The firms were one of the biggest beneficiaries of the digitisation mega-trend following the Covid-19 disruption as companies, both traditional and new age, doled out mandates feverishly to upgrade their customer engagement, supply-chain management and internal operations.
“Technology consulting has emerged as a pivotal force that enables businesses to maintain relevance and stay competitive. Our holistic approach combining domain knowledge and technology accelerates a transformation across all aspects of our clients’ business, ranging from customer-centric operations to the fundamental systems and processes. It’s all about making them future-ready,” said Rohan Sachdev, leader of EY’s India Consulting division.
Market leader EY, has around 100 partners and more than 13,000 people in its tech consulting business and the practice is on track to generate more than Rs 3,500 crore in revenue in FY23 (accounting year ends June).
The firms were also rightly positioned to leverage the digitisation trend as companies already struggling with the increasing complexity of their businesses didn’t want more piecemeal technology projects but chose to work with a few trusted service providers who could help them design and implement end-to-end digital solutions.
And that was a sweet spot for multi-disciplinary Big Four firms.
For example, an ERP implementation needs expertise in various areas—technology, tax, cyber security, organisational structuring, etc—and these firms were a one-stop shop providing all services.
“The client ultimately wants a business outcome, not just technology implementation. We provide a multidisciplinary solution—industry expertise, domain knowledge and technology. That’s why we make a difference,” said Sathish Gopalaiah, president, consulting, Deloitte South Asia.
He added that over the past three years, Deloitte has doubled its tech consulting team, and it plans to maintain a similar rate of expansion in the coming years.
The well-entrenched Big Four firms had also over time built a comprehensive suite of tech services.
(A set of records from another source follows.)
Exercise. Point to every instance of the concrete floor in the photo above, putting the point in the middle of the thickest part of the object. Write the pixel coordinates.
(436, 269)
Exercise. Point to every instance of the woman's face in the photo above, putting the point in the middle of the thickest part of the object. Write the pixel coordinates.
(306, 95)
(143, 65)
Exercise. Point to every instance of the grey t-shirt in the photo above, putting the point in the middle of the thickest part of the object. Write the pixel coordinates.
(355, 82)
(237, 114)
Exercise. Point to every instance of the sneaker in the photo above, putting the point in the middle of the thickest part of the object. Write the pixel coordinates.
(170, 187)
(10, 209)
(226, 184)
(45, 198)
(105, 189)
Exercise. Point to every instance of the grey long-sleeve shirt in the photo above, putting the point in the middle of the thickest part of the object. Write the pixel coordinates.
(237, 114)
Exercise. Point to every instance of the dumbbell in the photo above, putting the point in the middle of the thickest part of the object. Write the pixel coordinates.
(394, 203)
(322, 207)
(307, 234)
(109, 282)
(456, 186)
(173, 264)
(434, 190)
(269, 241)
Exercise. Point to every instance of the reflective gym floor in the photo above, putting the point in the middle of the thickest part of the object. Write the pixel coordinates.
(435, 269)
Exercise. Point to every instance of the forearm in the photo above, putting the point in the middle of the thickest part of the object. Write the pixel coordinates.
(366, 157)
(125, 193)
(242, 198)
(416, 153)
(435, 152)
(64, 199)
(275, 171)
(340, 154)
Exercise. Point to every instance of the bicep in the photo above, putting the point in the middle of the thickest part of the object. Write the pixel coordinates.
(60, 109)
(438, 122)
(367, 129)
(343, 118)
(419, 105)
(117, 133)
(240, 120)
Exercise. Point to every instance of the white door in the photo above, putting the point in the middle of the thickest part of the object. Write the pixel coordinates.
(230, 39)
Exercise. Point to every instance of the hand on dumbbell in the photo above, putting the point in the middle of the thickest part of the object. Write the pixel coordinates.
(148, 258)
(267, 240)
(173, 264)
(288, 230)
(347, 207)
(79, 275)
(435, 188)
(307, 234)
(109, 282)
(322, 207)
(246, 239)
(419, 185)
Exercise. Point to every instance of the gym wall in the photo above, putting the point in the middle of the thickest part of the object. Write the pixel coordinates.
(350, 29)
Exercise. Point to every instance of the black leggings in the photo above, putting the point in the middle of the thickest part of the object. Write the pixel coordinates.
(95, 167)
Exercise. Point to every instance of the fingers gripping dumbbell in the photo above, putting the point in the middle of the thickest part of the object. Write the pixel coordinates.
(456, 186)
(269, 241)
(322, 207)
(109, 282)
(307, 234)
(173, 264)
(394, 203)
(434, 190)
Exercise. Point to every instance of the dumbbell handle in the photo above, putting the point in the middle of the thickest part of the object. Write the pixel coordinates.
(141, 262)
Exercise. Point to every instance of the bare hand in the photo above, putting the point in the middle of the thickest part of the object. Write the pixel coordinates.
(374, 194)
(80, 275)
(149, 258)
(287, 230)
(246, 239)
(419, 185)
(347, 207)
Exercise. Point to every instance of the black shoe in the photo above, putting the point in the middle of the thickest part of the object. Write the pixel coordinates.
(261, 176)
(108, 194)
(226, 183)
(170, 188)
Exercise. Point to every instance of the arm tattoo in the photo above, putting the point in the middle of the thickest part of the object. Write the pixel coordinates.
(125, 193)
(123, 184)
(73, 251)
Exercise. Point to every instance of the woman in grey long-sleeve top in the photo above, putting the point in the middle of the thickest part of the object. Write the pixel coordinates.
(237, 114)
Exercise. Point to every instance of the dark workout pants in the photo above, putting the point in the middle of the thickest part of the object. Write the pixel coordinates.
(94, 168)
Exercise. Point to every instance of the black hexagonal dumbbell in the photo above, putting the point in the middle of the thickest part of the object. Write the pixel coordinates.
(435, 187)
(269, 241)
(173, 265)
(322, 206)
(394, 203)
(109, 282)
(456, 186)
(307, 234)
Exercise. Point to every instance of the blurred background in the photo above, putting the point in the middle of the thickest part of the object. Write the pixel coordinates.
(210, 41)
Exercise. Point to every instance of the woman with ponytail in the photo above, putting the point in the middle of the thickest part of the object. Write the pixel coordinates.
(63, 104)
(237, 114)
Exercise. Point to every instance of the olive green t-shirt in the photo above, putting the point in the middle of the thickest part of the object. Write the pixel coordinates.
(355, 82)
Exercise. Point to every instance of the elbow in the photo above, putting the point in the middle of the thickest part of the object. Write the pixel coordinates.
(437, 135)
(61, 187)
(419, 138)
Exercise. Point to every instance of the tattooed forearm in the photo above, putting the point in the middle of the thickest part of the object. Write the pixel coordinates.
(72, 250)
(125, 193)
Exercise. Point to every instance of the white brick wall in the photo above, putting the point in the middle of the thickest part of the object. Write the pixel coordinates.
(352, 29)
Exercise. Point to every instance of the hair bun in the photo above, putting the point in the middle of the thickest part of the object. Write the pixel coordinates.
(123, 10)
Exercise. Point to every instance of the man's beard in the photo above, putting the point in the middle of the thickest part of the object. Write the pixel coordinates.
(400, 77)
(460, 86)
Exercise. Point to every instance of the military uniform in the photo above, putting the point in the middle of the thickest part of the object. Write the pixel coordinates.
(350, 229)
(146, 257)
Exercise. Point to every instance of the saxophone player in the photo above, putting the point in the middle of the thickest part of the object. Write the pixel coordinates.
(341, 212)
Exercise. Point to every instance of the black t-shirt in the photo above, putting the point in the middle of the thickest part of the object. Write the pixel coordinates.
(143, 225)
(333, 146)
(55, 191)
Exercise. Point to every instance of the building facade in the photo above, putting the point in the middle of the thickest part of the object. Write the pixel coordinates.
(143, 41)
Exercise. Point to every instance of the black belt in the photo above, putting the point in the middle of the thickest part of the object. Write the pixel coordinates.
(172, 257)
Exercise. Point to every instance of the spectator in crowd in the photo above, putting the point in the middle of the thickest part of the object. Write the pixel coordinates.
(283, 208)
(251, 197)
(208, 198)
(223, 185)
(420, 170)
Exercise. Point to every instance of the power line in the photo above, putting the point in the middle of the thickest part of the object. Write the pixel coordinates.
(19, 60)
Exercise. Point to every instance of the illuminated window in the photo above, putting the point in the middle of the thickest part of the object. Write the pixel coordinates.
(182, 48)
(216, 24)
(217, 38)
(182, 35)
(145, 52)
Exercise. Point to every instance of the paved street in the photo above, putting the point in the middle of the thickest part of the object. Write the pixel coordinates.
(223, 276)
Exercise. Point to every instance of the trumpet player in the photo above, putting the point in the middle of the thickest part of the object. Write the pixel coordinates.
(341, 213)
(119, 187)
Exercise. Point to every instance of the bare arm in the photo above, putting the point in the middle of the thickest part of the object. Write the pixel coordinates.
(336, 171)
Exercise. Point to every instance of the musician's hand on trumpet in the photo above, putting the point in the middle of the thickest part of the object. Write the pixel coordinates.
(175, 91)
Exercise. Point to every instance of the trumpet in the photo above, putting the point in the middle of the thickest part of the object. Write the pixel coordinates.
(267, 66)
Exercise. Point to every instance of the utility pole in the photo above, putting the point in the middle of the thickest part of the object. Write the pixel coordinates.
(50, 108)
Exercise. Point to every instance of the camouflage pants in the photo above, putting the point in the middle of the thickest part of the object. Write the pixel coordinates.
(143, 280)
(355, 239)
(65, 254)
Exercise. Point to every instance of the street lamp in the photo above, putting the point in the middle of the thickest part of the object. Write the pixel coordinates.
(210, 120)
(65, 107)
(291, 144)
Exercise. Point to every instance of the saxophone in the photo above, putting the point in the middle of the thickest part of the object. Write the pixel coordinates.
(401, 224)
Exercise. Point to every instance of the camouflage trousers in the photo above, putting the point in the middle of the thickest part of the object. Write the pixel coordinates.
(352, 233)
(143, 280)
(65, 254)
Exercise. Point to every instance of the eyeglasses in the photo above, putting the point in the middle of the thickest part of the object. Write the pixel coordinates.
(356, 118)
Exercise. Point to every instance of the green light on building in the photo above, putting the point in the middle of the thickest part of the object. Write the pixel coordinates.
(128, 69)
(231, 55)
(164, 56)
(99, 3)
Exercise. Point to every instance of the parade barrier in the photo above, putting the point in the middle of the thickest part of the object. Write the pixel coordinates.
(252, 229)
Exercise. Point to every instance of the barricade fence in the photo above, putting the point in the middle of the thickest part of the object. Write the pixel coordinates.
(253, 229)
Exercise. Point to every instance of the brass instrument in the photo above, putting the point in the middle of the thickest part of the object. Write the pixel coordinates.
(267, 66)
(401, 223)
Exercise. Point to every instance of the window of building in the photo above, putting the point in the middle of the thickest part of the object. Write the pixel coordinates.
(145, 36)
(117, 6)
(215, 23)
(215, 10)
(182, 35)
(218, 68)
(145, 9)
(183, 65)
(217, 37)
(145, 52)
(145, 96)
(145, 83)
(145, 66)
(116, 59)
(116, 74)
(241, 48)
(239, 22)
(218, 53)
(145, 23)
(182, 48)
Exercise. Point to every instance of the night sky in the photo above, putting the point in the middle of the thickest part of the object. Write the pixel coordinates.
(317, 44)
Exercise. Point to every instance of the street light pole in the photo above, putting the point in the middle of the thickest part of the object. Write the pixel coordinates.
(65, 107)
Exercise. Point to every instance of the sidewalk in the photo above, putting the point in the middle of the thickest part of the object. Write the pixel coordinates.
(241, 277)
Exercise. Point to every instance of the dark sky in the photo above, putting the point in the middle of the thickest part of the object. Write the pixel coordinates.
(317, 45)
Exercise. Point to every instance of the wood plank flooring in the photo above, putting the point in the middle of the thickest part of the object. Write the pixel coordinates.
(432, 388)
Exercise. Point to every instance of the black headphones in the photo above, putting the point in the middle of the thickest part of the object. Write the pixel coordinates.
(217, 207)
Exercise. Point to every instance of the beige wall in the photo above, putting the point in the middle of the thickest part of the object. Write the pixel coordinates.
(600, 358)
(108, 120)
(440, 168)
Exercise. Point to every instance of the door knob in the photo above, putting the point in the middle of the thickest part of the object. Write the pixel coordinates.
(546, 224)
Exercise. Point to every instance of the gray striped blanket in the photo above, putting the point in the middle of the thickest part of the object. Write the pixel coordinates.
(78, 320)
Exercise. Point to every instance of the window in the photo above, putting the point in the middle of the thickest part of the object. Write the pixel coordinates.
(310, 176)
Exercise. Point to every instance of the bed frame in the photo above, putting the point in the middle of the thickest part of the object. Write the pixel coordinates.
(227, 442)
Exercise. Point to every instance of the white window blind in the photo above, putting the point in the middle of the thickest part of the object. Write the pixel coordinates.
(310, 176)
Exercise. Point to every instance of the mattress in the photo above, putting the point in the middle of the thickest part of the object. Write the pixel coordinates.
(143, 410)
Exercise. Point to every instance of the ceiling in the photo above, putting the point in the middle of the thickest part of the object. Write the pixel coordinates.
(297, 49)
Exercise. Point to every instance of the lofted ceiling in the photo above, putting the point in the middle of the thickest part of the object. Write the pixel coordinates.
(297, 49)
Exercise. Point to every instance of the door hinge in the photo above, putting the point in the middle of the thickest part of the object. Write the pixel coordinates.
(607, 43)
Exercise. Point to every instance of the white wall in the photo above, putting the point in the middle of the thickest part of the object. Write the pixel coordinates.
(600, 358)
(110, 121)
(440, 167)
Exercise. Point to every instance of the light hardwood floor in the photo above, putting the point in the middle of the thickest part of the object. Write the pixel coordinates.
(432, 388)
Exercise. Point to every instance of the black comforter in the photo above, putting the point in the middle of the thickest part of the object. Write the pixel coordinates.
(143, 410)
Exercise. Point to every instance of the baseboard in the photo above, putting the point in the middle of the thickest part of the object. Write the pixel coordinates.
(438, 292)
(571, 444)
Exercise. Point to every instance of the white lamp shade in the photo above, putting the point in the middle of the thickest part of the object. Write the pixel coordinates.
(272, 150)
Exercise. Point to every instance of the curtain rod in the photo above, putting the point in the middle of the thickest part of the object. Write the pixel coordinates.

“Technology has moved from being an enabler to a growth driver for businesses,” said Akhilesh Tuteja, TMT industry leader, KPMG India. “The biggest focus areas for us are data (analytics and AI), digital solutions (cloud, intelligent automation, industry-specific customer digital solutions, process transformation), and trust technologies like cybersecurity and privacy.”
So how did these accounting firms carve out a niche for themselves in the fiercely competitive tech consulting industry?
In recent years, the Big Four consulting firms have made heavy investments in areas like strategy, operations and technology. And along with their prowess in regulatory compliance, risk management and data analytics, the total package made for an attractive value proposition for clients, especially if offered at highly competitive rates. “Our USP is that we have all our services under one roof,” said Sachdev.
And the firms scaled up their tech services fast, doubling or tripling their workforce in the last three years.
Together, the firms now employ over 36,000 full-time consultants in core technology areas—technology implementation, cybersecurity, cloud services, data analytics, emerging technologies, and digital transformation—while also drawing people from their global delivery centres to India whenever the need arises.
In a bid to grow their tech advisory business, each of the firms has also created large ecosystems with a bunch of major tech players to enhance their digital capabilities.
For examples, EY has partnerships with SAP, SAS, Adobe, IBM, Infosys, etc.; Deloitte has relationships with Apple, AWS, Dell Technologies and VMware; KPMG has partnerships with Alibaba, Google Cloud and Oracle; PwC has partnerships with Salesforce, Microsoft and SAP, among others.
“Our wide range of alliances have helped us design and deliver end-to-end digital solutions and impactful business outcomes to our clients,” said Tuteja.
Experts say with large tech consulting teams in India, the Big Four firms are getting into direct competition with tech consulting majors like IBM and Accenture and also Indian IT players like Infosys and Wipro.
But EY’s Sachdev said they are only targeting high-value “change the business” services and are not interested in taking up low-value, low-impact technology work. “Our technology consulting practice largely focuses on providing large-scale transformation and complex, expertise-based technology services to clients, which directly impact their bottom line and topline,” he said.